By the Muslim Personal Act, women are entitled to only half of what their male counterparts (sibling / partner) gets.

Written by : Cris
Edited by : Dhanya Rajendran

The Supreme Court has admitted a plea made by a non-practising Muslim seeking a declaration that those who did not want to be governed by the Muslim Personal Law should be allowed to be governed by the secular law of the country. PM Safiya, general secretary of ex-Muslims of Kerala, a group formed for those who left Islam in the state, submitted the plea as a non-practising Muslim who wanted to be governed by the Indian Succession Act, 1925 instead of the Shariat Act 1937, especially in matters concerning inheritance. 

By the Muslim Personal Act, women are entitled to only half of what their male counterparts (sibling / partner) gets. An earlier petition filed by the Khur’aan Sunnath Society, in which too Safiya is a party, asking equal property rights for women, is also pending before the court. In her new petition, Safiya says that while the earlier plea was for all Muslim women, the present one is for ‘those who were born Muslim but wanted to leave the religion.’ 

The Supreme Court bench, comprising Chief Justice DY Chandrachud, decided to issue notice to the Governments of India and Kerala, terming it an important issue, reports the LiveLaw. They requested the Attorney General to nominate a law officer who can assist the court. 

Both Safiya and her father are non-practising Muslims who have not officially left the religion. Any person who is born as a Muslim is by default governed by the Muslim Personal Law (Shariat) Application Act, 1937. And those who leave Islam will not be entitled to any inheritance from the parent’s property. Safiya says in her plea that she is apprehensive about the law being applied to the inheritance of her property to her only daughter. If she remains in the religion, the daughter will only get 50% of her wealth upon her demise, and the rest will go to the father’s brothers. Safiya herself will get only one third of her father’s wealth, and two thirds of it will go to her brother.

She points out that even if she manages to get a no-religion, no-caste certificate from an authority, she will not be governed by the Indian Succession Act, and as such her fundamental rights under Article 25 (freedom to practice religion) of the Constitution is “made meaningless”. The plea quotes from the law laid down by the court: “the fundamental postulate of secularism which treats all religions on an even platform and allows to each individual the fullest liberty to believe or not to believe.” 

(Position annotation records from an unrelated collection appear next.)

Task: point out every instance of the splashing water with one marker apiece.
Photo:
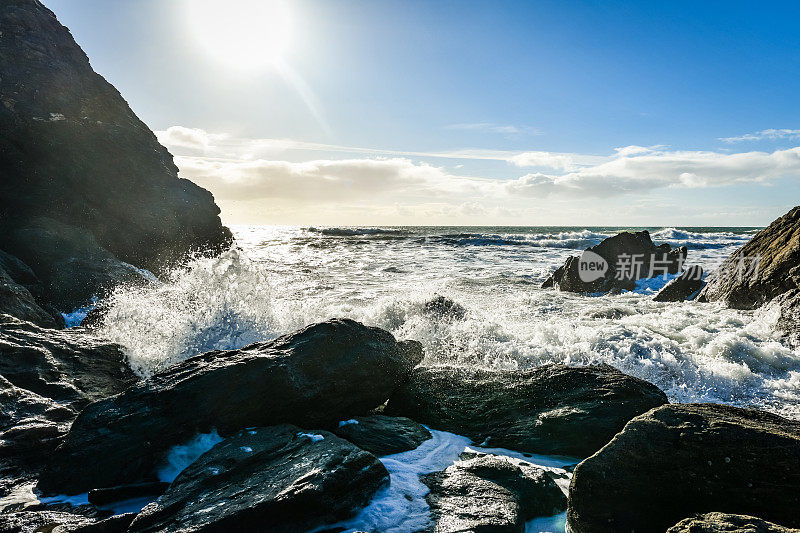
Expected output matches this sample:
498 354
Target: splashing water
213 303
284 278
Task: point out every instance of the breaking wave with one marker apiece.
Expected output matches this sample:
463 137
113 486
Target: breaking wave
694 352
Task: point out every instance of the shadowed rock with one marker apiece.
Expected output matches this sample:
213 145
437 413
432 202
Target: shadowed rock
67 366
678 460
682 287
552 409
727 523
636 250
490 493
280 478
80 156
767 266
317 376
383 435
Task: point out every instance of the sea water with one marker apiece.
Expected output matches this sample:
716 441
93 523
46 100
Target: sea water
279 279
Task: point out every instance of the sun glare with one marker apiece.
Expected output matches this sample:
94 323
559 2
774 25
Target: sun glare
245 34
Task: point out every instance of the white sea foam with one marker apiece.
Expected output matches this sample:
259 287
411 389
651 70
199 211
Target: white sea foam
401 507
181 456
285 280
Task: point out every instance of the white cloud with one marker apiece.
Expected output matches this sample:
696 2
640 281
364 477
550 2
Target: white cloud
770 134
491 127
244 173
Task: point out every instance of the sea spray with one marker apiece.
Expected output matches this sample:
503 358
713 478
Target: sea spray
282 281
212 303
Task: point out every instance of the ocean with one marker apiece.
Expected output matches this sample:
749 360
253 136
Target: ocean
281 278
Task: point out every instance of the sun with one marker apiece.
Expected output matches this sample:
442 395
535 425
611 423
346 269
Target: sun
243 34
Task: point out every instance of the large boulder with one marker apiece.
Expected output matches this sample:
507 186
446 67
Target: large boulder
16 300
73 267
682 287
79 155
553 409
383 435
767 266
788 324
317 376
279 478
628 257
67 366
727 523
490 493
679 460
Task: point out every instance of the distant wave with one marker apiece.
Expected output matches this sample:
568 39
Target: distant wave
351 232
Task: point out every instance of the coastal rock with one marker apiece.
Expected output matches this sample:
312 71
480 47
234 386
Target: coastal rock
67 366
16 300
682 287
637 249
42 521
490 493
279 478
788 323
552 409
317 376
767 266
727 523
678 460
383 435
79 155
73 267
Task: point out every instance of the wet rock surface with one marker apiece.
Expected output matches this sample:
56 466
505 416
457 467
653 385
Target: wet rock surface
727 523
280 478
81 157
683 287
490 493
682 459
637 250
318 376
553 409
766 267
383 435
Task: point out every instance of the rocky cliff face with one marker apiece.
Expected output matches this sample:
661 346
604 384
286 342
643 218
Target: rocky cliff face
73 151
766 267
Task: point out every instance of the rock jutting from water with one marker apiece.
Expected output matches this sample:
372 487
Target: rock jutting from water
682 459
551 409
628 257
93 195
322 374
766 267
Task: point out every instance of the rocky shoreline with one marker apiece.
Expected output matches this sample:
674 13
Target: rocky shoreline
302 432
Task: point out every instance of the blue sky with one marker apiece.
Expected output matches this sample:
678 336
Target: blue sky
390 112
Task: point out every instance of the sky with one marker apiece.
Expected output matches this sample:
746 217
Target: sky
383 112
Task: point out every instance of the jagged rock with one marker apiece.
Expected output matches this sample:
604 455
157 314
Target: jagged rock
73 267
17 301
552 409
727 523
767 266
645 260
67 366
383 435
678 460
127 492
682 287
788 324
279 478
442 307
490 493
317 376
79 155
42 522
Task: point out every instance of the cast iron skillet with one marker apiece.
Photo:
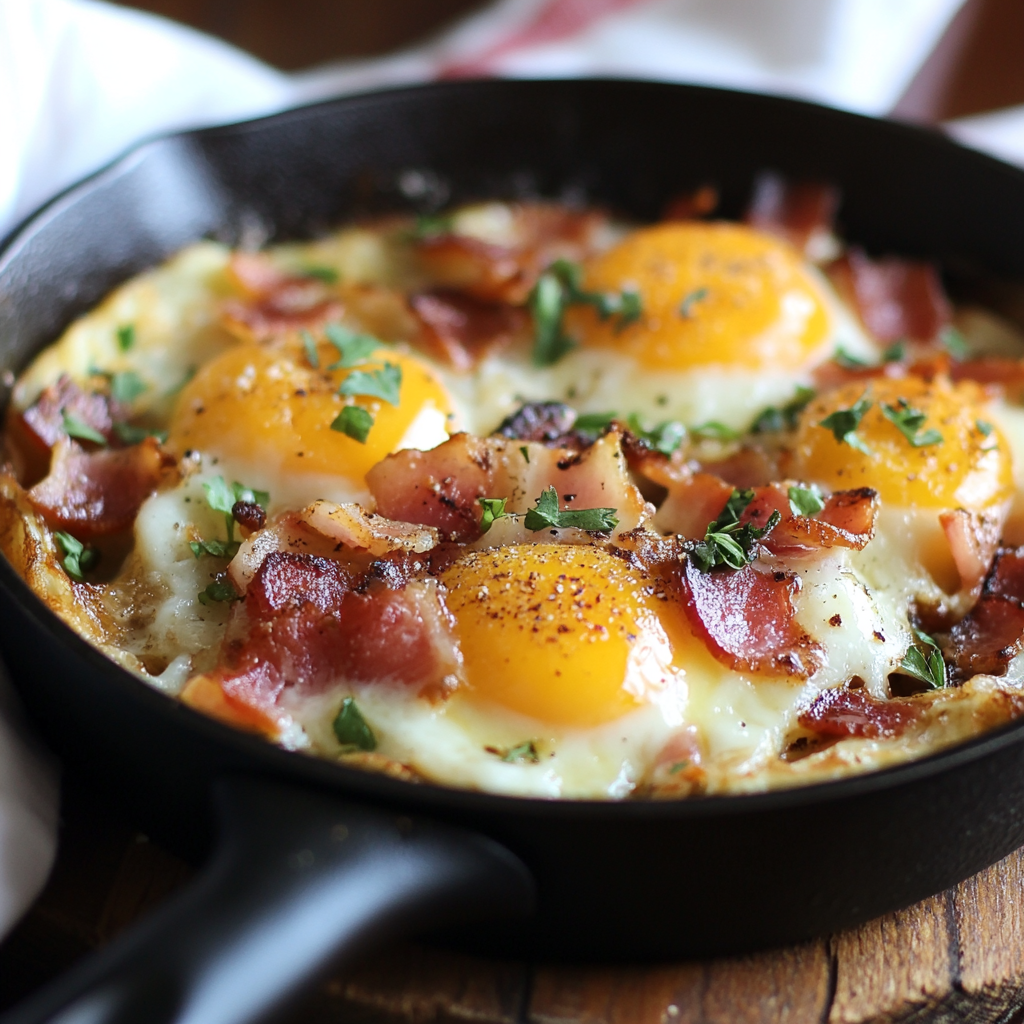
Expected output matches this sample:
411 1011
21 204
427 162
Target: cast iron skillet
315 859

Justice Chandrachud had at first expressed reservations, pointing out that section 58 of the Indian Succession Act says that the law is not applicable to Muslims. But then section 3 of the Shariat Act says that unless a person makes a declaration they will not be governed by the personal law. But this will mean that, there will be no act to govern her by. Safiya in her plea, stresses that it will be a “failure of justice” if she is to be governed by the Sharia law even after officially leaving the religion. As such, her advocate, Prashant Padmanabhan, urged the court to give a declaration under Article 32 of the Constitution (right to constitutional remedies), allowing her to be governed by the secular law of the country. 

The court finally agreed to consider the matter, which will be next heard in the second week of July.